Project: Application of Deep Learning Algorithms for Superconducting Wire Assessment

The Jewell Research Group in the Department of Materials Science and Biomedical Engineering employs deep learning to advance the study of superconducting materials, focusing on the Bi₂Sr₂CaCu2O₈ (Bi-2212) system. Using semantic segmentation models, the group classifies superconducting filaments as either conjoined or individual, a distinction critical to optimizing the material's performance as a magnet conductor in next-generation proton-proton particle accelerators and muon colliders. These improvements could reduce accelerator size and cost while increasing particle interaction frequencies. The group's research explores the relationship between filament bridging, critical current density, and hysteretic losses, essential for practical magnet applications.

Ying Ma

Project: Machine Learning Enabled Design of Amorphous Materials for Electrochemical Energy Storage

The Ma Research Group in the Department of Materials Science and Biomedical Engineering focuses on advancing lithium-ion battery (LIB) technology to address challenges such as limited range, slow charging, and safety concerns in electric vehicles.
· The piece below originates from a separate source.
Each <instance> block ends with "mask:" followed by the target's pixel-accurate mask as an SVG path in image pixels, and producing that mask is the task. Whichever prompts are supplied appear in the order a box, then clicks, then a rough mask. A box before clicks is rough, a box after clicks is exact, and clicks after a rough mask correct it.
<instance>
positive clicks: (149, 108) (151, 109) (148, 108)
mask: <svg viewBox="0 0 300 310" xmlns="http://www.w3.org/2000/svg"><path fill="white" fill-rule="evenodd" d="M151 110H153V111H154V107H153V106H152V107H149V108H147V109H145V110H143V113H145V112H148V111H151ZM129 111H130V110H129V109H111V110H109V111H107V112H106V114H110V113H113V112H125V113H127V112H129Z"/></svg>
The group specializes in studying novel amorphous materials for electrodes and electrolytes, such as Li₃OCl, Li₃OBr, and SiO₂​. Their research leverages machine learning force fields (MLFFs) to model electrochemical behaviors at a fraction of the computational cost of traditional ab initio molecular dynamics (AIMD) simulations. Undergraduate researchers (UGRs) in the lab develop MLFFs for chosen materials and study key properties, including amorphous structure stability, lithium-ion diffusivity, and electrolyte-electrode interface interactions. This approach enables deeper insights into materials' potential for enhancing battery performance while reducing computational demands.